- guardian.co.uk, Saturday 28 October 2000 01.02 BST
The war against Hitler allowed Britain to change, a little. On one level it was a chance to rebuild the physical fabric of blitzed towns and cities with new forms of architecture and construction that drew their inspiration in part from the mass production techniques and materials that had done so much to help the Allies towards victory from D-Day. Many of the most progressive post-war architects had experienced front-line action whether as a paratroopers like Big Jim Stirling (1924-92; one of Britain's most inventive post-war talents) or as engineer-officers like Denys Lasdun (1914-), who oversaw the construction of instant airfields for British and American fighters in Normandy during the Allied landings.
When they came to build, such architects brought together the lessons of victorious wartime technology, the abstract thinking of Modernism and a genuine desire to raise the standard of life for everyman, not just for the fashionable and wealthy who had commissioned the few Modern Movement houses to be built in these sceptred isles before Hitler's invasion of Poland. They were fortunate, these architects, because the public sector was dominant in Attlee's Britain and in many ways was to remain so right through until the 'oil crisis' of 1973-4 - when the economy all but collapsed and the country went into a kind of political and economic abeyance until the emergence of Thatcherism and the wholesale and wilful trashing of the public realm.
It's in those limbo years of the mid-70s when very little new architecture of any worth was built in punky 'Third World' Britain, that our home-based experience of modern architecture changed dramatically. The large public offices that had employed thousands of salaried architects, who designed prefabricated housing estates, local authority schools, general hospitals, civic centres and new universities, closed. And with them the often earnest, wholemeal style of public architecture that had developed in Britain since 1945, and all those proper, quasi-scientific concerns for proper levels of daylight and ventilation in ordinary people's homes. Who cared now that the greasy hand of the market would shape the new economically liberal Britain?
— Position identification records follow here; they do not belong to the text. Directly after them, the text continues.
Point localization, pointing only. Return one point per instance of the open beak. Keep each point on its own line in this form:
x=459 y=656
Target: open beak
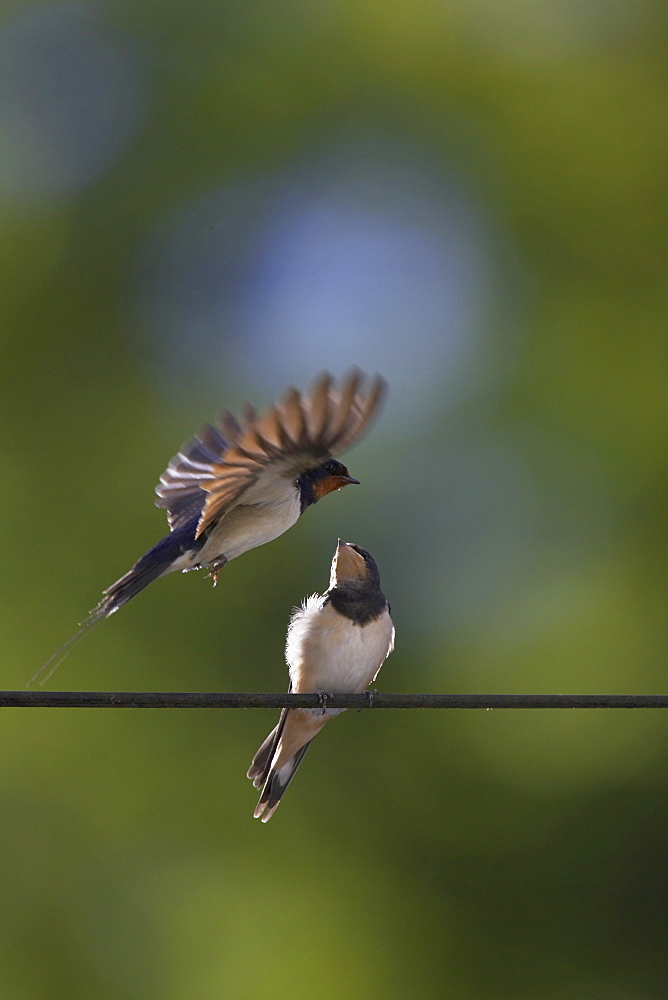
x=347 y=564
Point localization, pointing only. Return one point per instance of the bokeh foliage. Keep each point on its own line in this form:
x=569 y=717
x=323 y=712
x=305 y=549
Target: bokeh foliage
x=522 y=533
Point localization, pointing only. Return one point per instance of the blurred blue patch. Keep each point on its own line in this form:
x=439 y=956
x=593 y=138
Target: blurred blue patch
x=362 y=253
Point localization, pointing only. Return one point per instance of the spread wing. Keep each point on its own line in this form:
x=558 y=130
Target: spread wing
x=212 y=472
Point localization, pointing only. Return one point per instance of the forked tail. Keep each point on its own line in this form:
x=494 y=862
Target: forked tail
x=152 y=564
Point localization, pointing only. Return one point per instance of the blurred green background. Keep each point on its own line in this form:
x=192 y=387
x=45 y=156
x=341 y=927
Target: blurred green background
x=199 y=204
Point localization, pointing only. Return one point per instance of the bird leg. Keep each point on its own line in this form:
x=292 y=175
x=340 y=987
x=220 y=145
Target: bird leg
x=216 y=568
x=322 y=699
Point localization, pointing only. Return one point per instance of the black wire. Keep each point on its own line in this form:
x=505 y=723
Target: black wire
x=196 y=699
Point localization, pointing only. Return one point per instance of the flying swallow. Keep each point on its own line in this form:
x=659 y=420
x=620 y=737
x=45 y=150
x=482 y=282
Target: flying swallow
x=336 y=643
x=237 y=485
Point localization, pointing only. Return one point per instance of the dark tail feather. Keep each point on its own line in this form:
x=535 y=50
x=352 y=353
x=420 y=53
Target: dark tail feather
x=151 y=565
x=276 y=784
x=261 y=762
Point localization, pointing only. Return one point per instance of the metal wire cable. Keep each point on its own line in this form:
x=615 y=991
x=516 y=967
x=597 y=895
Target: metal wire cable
x=369 y=699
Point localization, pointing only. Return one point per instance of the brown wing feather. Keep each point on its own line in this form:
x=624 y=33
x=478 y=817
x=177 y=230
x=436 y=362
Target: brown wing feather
x=297 y=434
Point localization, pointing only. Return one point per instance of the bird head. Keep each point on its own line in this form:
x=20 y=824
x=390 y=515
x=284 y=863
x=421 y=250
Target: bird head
x=329 y=476
x=353 y=567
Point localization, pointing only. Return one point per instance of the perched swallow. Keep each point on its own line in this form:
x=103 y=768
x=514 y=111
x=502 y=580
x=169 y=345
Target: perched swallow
x=238 y=485
x=336 y=643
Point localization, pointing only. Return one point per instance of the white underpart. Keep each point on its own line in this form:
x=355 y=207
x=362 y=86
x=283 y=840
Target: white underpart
x=325 y=651
x=247 y=525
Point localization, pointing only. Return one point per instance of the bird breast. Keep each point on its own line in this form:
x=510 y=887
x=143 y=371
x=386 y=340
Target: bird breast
x=326 y=651
x=248 y=525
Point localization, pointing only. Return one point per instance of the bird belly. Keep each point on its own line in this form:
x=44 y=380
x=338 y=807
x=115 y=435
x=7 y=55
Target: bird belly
x=247 y=526
x=327 y=652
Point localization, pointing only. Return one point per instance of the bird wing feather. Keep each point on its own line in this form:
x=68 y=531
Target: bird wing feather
x=214 y=470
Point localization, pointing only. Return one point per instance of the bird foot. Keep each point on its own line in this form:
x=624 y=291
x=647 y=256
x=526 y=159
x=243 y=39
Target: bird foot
x=214 y=572
x=322 y=699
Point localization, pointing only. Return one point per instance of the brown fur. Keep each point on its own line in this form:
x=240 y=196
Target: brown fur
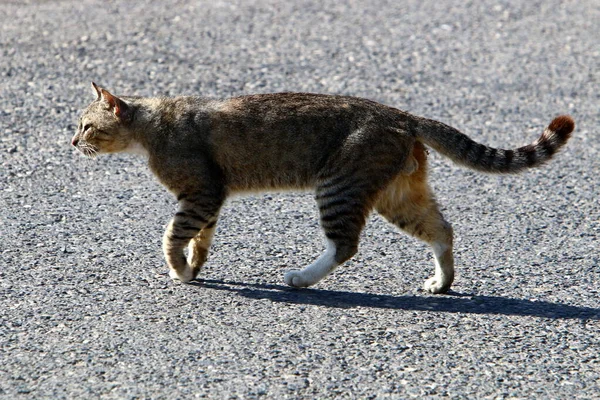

Whatever the social consequences of wiping out the notion of public duty, of a civic and civil society (perhaps these had never been more than myths), British architecture was liberated from the sense of worthiness that had made it appear so very tweedy and, if nourishing, nourishing in the way that wartime rationing had been. The culture and needs of the free market saw hi-tech fly and postmodernism dance to the tune of unbridled capitalism. The buildings that mattered now were deep-plan office blocks for the deregulated finance industry, shopping malls, out-of-town superstores, call centres, distribution depots and flash, trash Abigail's Party-style housing for Sierra people with padded shoulders and mobile phones so big they might well have needed planning permission.
Young architects no longer cut their teeth on public housing; they are more likely to design bars and cafes or else to propose whimsical 'urban landscape' schemes that are about as useful as a Philippe Starck lemon squeezer, as poetic as a lump of Play-Doh. Certainly Britain produces some fine, show-off architecture, but architects have long been forced or encouraged to become fashionable decadents, their tweedy demeanour replaced by a desire to want to look like fashion models in Prada rather than tweed jackets. They convince only the few, while the many in Britain continue to live in the kind of low-rent conditions architects, 50 years ago, were so keen as a profession to replace with machines for living a decent, worthy, National Health Service-assisted life in. Just as the public sector has given way to the private sector, so style has truly triumphed over content. The debate over the future of British architecture starts here.